Sulfadiazine is a sulfonamide antibacterial agent used in the therapy of mild-to-moderate infections due to sensitive organisms.

Liver safety of Sulfadiazine

Sulfadiazine, like other sulfonamides, is a well known cause of clinically apparent, idiosyncratic liver injury.

Mechanism of action of Sulfadiazine

Sulfadiazine (sul" fa dye' a zeen) is an orally administered sulfonamide antibiotic that acts by inhibition of folic acid synthesis, which is required for bacterial replication and growth.

FDA approval information for Sulfadiazine

Different forms of sulfonamides have been used in clinical medicine since the 1930s.

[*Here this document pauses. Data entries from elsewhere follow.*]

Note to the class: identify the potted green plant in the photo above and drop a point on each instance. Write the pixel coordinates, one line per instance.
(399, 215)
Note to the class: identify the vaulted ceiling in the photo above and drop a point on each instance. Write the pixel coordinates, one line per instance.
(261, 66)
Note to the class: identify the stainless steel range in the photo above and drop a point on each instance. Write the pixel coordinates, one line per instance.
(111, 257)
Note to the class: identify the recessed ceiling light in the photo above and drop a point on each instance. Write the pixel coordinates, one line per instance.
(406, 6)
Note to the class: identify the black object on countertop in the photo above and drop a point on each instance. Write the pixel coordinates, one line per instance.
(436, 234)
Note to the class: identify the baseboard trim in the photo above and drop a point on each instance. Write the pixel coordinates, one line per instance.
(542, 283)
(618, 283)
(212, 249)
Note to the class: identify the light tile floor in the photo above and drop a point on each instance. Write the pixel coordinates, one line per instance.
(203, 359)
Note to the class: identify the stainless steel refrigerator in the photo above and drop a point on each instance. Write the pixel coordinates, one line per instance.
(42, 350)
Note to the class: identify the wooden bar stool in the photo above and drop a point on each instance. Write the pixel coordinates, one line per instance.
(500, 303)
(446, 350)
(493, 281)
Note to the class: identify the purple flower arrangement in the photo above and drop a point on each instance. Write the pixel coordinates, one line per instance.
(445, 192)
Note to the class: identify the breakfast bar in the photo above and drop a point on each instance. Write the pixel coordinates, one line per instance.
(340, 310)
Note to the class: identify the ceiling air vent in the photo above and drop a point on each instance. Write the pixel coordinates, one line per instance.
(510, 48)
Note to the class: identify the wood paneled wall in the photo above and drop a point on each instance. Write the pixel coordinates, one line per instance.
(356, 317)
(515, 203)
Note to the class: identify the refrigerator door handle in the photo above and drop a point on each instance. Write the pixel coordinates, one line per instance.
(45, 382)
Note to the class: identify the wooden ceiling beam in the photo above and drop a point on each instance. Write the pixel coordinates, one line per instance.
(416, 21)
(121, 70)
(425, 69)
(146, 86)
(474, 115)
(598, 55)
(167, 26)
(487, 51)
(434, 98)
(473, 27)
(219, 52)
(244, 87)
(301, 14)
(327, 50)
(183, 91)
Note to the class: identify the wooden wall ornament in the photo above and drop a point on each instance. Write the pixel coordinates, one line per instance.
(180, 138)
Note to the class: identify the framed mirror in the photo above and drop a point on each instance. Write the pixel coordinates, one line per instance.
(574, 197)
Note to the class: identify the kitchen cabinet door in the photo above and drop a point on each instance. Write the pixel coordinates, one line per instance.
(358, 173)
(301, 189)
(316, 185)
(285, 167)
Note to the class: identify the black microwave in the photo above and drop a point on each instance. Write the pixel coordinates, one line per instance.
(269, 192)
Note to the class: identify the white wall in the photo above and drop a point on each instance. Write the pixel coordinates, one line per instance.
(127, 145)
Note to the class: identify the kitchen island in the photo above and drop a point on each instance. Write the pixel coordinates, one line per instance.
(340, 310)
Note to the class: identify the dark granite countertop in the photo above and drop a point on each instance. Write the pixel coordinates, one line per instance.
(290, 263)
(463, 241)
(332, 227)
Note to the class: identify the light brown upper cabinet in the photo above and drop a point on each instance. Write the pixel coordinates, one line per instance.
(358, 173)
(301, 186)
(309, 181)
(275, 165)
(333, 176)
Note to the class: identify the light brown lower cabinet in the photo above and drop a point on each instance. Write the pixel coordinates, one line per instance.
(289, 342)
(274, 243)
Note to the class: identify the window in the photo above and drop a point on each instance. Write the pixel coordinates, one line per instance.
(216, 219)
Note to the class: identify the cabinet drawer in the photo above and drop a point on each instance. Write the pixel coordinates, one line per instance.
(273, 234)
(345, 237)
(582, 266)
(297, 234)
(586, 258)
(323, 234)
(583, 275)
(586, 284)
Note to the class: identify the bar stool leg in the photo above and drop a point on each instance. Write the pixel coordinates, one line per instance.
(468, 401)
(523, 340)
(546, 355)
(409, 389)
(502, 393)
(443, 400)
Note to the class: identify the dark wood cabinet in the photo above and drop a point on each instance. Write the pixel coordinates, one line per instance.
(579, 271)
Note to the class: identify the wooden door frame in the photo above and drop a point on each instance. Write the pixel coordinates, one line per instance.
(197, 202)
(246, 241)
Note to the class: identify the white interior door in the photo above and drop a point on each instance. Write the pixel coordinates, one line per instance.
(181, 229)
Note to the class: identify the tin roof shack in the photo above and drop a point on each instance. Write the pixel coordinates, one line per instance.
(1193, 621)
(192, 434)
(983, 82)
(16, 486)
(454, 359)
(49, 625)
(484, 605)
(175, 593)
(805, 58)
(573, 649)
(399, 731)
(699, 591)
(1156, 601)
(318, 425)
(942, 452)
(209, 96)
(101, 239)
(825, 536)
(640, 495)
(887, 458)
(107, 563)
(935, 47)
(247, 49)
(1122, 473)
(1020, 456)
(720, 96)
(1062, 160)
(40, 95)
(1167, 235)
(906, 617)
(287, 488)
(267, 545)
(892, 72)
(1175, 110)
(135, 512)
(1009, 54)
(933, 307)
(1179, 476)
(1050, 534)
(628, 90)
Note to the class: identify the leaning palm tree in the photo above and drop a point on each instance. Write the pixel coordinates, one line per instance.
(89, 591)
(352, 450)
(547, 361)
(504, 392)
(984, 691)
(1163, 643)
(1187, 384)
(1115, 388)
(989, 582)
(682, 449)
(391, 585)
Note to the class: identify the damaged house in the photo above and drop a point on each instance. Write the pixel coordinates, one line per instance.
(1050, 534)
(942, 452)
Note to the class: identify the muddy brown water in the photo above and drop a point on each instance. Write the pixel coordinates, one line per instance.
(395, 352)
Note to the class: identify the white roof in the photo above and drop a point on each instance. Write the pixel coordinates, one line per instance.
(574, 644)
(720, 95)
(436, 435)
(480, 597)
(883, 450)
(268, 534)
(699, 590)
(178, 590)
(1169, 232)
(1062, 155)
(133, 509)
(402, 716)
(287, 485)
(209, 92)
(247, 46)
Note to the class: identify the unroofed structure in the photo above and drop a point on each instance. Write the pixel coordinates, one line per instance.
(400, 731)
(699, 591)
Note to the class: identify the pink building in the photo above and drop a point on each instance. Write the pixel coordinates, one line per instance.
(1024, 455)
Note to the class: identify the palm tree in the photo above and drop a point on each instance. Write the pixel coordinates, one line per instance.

Sulfadiazine was approved for use in the United States in 1973. Current indications are many and include urinary tract infections and otitis media due to sensitive organisms.

Clinical use of Sulfadiazine

Sulfadiazine is also used as prophylaxis against rheumatic fever and meningococcal meningitis. It is used in combination with pyrimethamine for prevention and treatment of toxoplasmosis and is also effective in nocardiasis, chancroid, and trachoma. It is used as adjunctive therapy for chloroquine-resistant malaria and several forms of bacterial meningitis.

Dosage and administration for Sulfadiazine

Sulfadiazine is available in multiple generic forms in tablets of 500 mg. For urinary tract infections, the usual dose is 2 to 4 grams daily in 3 to 6 divided doses. Common side effects are diarrhea, nausea, gastrointestinal upset, rash and fever.